SOLUKLAŞAN DEVLET SURİYE (I)

~ 27.08.2013, Av. Reha TAŞKESEN ~
Okuyucuya Not: Bu çalışmaya bir solukta okunacak makale yazmak için başlanmıştır. Ancak, konunun güncel ve çok değişken olması çalışmanın da genişlemesine ve sürenin de uzamasına neden olmuştur. Sonuçta Suriye’deki durumun bir son kare fotoğrafı çekilebilmiştir. Uzun olması bakımından da 5 bölüme ayrılmış ve okuyucunun istifadesine sunulmuştur.
 
SOLUKLAŞAN DEVLET
SURİYE
(I)
 
Ortadoğu/Kuzey Afrika bölgesine demokrasi, huzur ve güven getireceği öne sürülen ve “Arap Baharı” olarak tanımlanan süreç, bölgedeki son gelişmeler çerçevesinde neredeyse bir “Arap Kışı” sürecine dönüşmüştür.
 
Bu sürecin bir halkası da Suriye’dir. Suriye’de yaşanan gelişmeler, hem Suriye’nin özellikleri ve hem de Türkiye’nin komşusu olması bakımından Türkiye’yi de yakından ilgilendirmektedir1. Anılan gerekçeler ile Suriye’ye ayrı bir önem verilmesinde ve başlangıçtan itibaren Suriye’de nasıl bir süreç yaşandığının, bu sürecin olası sonuçlarının neler olabileceğinin incelenmesinde fayda bulunmaktadır2.
 
Uluslararası Hukuk Bakımından Devlet:
 
Bir devlet tüzel kişiliğinin oluşumundan söz edebilmek için en azından dört unsurun varlığının görülebilir/teşhis edilebilir olması gerekmektedir.
 
Bunlar üzerinde yaşanabilecek bir kara parçası (ülke), bir arada yaşama istenci olan insan topluluğu (nüfus), tek meşru güç kaynağı olarak algılanan ve egemen olan bir kurumsal yapı (devlet) ile uluslararası alanda da tanınma/temsil edilebilme yeteneği olarak sıralanabilir.
 
Böyle bir oluşumun uluslararası hukuk bakımından geçerlilik kazanabilmesi Birleşmiş Milletler Teşkilatı’na (BM) başvurma ve tanınma ile mümkün olmaktadır3.
 
Türkiye’nin komşusu olan Suriye’nin yaşadığı ve bir yerde “kendini yok etme” olarak adlandırabileceğimiz süreç içerisinde de yukarıda belirttiğimiz unsurların giderek soluklaştığına tanık olmaktayız4. Bu noktada “Suriye’de ne oluyor” sorusuna bir yanıt bulmak önemli bir sorumluluk olarak ortaya çıkmış bulunmaktadır.

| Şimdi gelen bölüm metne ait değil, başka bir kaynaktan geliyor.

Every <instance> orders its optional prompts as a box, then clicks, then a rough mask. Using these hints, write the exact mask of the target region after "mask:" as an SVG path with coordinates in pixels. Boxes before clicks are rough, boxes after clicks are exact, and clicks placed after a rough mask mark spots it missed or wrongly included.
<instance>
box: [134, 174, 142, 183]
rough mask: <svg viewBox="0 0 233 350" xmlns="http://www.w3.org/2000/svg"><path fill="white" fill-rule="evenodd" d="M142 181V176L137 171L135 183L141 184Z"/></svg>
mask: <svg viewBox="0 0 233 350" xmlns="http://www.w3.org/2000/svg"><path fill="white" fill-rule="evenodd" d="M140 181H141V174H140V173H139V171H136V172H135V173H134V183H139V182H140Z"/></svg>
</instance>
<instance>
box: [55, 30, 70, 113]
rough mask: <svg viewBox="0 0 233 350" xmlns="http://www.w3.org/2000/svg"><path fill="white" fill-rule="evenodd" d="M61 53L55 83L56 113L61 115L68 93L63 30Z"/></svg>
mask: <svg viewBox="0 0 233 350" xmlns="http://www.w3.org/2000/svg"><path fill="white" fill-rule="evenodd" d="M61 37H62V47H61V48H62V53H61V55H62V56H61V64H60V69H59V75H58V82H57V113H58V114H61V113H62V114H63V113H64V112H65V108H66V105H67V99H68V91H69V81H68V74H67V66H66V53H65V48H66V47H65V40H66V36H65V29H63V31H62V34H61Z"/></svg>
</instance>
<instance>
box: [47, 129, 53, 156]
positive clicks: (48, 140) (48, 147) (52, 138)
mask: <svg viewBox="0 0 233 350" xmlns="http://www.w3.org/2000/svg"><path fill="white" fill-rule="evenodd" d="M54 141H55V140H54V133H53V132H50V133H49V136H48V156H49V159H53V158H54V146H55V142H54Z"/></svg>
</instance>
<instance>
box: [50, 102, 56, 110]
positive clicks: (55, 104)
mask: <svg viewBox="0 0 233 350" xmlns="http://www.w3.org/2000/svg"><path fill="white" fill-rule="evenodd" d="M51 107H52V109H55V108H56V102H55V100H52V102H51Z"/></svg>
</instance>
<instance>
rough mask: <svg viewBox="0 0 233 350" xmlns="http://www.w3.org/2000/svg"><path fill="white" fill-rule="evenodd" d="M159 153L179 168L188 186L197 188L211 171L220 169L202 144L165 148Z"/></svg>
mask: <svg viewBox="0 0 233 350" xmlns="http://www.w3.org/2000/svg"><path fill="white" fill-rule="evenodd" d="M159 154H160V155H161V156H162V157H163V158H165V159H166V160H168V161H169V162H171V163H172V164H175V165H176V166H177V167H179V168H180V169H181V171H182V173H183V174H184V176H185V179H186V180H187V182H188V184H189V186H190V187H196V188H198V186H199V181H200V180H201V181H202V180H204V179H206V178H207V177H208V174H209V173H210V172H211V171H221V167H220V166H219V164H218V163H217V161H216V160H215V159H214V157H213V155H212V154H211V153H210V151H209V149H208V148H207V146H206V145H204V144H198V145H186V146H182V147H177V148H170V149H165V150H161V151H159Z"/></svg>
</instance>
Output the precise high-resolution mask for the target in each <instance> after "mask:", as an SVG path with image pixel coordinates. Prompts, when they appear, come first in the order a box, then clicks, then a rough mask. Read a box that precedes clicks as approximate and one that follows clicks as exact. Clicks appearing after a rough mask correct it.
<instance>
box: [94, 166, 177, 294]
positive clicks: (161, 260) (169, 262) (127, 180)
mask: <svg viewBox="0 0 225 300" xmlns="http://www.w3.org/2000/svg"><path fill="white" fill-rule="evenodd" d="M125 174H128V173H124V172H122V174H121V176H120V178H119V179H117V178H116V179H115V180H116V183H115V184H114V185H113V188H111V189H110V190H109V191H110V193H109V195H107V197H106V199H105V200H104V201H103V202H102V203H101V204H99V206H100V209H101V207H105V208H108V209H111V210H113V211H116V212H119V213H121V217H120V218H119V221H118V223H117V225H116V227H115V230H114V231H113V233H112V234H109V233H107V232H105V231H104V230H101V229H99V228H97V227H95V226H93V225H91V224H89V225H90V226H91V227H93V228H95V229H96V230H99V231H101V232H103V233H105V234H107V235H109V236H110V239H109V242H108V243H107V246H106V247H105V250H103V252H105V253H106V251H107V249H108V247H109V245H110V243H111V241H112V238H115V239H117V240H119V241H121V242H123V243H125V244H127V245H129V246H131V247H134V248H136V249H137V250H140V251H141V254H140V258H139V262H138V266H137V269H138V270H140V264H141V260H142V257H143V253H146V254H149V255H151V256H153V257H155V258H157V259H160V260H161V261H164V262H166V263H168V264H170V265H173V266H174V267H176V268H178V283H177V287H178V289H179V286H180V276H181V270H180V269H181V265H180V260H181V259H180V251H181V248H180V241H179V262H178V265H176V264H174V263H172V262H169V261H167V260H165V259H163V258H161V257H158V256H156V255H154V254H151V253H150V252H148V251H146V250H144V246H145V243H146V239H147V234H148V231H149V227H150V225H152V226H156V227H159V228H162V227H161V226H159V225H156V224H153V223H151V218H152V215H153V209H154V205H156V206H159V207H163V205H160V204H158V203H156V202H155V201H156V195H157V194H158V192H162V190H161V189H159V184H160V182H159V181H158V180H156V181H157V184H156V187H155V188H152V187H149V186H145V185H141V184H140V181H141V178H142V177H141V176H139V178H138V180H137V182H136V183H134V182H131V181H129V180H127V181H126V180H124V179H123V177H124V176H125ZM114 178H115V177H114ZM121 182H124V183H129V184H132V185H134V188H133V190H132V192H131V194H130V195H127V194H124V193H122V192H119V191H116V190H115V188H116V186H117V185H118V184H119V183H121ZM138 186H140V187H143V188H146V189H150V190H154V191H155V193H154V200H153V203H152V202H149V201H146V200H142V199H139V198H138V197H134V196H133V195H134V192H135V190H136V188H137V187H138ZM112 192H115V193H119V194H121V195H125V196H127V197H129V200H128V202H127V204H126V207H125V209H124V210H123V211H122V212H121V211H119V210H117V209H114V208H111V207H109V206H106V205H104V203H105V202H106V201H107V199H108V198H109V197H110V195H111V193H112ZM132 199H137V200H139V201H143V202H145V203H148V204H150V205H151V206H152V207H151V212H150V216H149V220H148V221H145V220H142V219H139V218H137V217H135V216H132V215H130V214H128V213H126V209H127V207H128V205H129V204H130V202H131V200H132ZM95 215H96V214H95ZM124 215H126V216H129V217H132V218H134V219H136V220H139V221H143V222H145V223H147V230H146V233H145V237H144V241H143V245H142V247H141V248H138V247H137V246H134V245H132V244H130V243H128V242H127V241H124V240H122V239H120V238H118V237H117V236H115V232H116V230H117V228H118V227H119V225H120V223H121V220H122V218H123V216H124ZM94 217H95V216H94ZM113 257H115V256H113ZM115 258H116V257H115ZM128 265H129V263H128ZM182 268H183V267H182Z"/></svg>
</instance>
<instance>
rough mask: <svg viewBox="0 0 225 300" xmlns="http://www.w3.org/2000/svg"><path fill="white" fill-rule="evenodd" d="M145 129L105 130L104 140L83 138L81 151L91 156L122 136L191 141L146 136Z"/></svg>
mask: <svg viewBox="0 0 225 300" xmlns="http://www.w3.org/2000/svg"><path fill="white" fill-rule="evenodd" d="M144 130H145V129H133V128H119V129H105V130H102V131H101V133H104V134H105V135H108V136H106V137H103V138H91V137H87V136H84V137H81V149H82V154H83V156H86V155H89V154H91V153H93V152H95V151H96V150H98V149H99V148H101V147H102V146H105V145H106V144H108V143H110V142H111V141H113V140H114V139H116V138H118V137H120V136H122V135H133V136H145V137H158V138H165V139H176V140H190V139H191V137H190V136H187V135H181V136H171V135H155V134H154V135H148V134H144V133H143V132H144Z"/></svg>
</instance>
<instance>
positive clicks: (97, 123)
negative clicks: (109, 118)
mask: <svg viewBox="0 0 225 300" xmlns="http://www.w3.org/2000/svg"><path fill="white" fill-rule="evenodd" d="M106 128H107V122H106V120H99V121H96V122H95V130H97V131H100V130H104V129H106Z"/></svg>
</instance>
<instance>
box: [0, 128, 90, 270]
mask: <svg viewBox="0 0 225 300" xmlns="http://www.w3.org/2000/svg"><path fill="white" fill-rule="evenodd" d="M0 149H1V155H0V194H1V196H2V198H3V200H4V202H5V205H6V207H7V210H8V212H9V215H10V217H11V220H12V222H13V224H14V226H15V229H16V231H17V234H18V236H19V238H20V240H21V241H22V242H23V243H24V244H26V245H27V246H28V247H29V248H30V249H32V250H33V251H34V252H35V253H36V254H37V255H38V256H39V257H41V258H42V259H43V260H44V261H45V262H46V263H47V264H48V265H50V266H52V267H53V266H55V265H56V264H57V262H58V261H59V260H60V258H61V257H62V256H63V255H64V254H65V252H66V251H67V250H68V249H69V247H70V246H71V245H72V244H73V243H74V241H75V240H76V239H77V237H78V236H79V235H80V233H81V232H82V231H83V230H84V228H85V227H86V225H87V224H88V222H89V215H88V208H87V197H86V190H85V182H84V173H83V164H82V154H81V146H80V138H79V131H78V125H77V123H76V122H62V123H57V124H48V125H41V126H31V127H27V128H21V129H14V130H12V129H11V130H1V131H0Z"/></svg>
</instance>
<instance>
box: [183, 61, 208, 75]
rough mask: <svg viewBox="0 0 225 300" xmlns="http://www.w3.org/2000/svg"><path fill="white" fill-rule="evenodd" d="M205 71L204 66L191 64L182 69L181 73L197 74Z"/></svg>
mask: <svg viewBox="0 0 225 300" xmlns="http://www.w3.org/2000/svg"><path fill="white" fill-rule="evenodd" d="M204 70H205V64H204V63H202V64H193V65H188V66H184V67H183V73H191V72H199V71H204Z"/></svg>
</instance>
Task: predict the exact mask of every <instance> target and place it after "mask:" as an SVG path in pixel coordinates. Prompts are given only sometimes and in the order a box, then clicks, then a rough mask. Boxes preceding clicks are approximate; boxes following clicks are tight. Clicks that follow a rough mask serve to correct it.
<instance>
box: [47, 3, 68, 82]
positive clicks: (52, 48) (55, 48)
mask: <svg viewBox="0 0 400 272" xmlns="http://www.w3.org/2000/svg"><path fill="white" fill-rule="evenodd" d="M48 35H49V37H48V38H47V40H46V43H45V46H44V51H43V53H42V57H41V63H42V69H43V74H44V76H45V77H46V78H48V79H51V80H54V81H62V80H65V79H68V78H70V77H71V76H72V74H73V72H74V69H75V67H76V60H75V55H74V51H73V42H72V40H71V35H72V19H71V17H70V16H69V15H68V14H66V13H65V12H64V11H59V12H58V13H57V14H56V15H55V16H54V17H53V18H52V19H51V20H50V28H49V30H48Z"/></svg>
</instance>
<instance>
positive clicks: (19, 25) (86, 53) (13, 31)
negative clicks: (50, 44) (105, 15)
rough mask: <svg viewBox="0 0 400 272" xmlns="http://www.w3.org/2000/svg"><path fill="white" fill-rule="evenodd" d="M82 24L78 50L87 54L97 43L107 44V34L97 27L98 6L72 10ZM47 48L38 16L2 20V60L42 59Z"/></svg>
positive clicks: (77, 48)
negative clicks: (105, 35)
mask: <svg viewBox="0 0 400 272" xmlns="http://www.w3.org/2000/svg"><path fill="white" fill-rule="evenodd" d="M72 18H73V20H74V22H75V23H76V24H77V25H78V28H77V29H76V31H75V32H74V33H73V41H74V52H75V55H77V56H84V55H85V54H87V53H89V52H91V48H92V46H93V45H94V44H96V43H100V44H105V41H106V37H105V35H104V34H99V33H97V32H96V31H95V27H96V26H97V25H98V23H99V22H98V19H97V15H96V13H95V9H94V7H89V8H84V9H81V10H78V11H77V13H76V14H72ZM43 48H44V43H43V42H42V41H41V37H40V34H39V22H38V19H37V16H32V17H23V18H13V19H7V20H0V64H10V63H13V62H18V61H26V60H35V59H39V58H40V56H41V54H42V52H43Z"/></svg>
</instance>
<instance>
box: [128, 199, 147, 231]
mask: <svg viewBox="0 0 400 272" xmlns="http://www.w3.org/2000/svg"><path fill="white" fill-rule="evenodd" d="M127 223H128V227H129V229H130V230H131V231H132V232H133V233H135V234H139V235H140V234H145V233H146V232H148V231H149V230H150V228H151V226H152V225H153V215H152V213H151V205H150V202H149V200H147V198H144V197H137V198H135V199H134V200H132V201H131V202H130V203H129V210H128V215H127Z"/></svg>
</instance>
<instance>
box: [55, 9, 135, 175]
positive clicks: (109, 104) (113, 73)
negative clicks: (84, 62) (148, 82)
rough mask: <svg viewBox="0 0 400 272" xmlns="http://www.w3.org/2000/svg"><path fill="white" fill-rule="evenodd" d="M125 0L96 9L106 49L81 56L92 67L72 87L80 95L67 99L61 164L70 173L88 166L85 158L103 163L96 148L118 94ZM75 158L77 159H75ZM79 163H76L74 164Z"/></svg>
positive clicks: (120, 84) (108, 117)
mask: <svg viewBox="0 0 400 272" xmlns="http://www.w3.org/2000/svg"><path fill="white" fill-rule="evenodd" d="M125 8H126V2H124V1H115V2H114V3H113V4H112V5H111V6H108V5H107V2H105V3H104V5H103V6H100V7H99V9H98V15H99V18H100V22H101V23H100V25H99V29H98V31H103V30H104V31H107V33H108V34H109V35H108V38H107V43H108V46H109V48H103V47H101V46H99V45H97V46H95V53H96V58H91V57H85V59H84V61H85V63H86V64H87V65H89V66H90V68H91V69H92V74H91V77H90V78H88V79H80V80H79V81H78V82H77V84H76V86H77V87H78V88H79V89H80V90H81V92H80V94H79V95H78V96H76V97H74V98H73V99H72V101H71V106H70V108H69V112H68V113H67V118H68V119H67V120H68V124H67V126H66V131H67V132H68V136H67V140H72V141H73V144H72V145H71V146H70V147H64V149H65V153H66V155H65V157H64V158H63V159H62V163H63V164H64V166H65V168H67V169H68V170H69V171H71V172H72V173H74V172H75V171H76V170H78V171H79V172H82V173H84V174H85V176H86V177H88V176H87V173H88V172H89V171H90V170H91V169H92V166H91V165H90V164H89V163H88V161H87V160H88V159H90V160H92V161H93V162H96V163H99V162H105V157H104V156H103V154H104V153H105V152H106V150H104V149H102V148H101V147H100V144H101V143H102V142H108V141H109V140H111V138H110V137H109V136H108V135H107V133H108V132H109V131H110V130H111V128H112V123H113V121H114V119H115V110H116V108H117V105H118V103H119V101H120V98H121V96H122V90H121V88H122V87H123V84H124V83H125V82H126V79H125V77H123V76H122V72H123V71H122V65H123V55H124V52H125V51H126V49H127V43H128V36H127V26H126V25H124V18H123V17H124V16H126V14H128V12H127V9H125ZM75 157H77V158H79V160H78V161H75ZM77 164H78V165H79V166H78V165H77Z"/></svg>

Ülkemizde kolaycılığa kaçma alışkanlık olmuştur. Araştırmadan, incelemeden, sorgulamadan kısa yoldan bir sonuca ulaşmak yeterli görülebilmektedir. Suçlama, karalama, çarpıtma, yanıltma gibi bir tavır içerisinde olmak ve doğruları görmek yerine, duyguları okşayan hoşa giden söylemler ile kendimizi ve kamuoyunu avutmak daha çok kabul görmektedir.
 
Doğruları araştırmak ve doğru bilgileri sunmak ahlaki bir sorumluluktur.
 
Suriye’de Demokrasi Olmadı:
 
Suriye de dahil olmak üzere Ortadoğu coğrafyasındaki devletlerin tarihsel süreç içerisinde iyi bir demokrasi deneyimi yaşadıklarını söylememiz mümkün değildir.
 
Suriye’nin geride kalan 67 yıllık bağımsızlık döneminde demokrasi, hukuk devleti ve insan haklarına saygı adına not düşeceğimiz bir süreç bulunmamaktadır.
 
Yönetimler ve yönetenler değişmiş ve ancak Suriye halkının yazgısında bir değişiklik olmamıştır. Bireyler/vatandaşlar kısmen huzur ve güven içerisinde yaşıyor olabilmeleri nedeniyle baskı uygulayan ve insan hakları ihlalleri yapan yönetimleri/yöneticileri görmezlikten gelmiş ve bu şekilde de yıllar içerisinde giderek demokrasi kültürünün uzağına düşmüştür5.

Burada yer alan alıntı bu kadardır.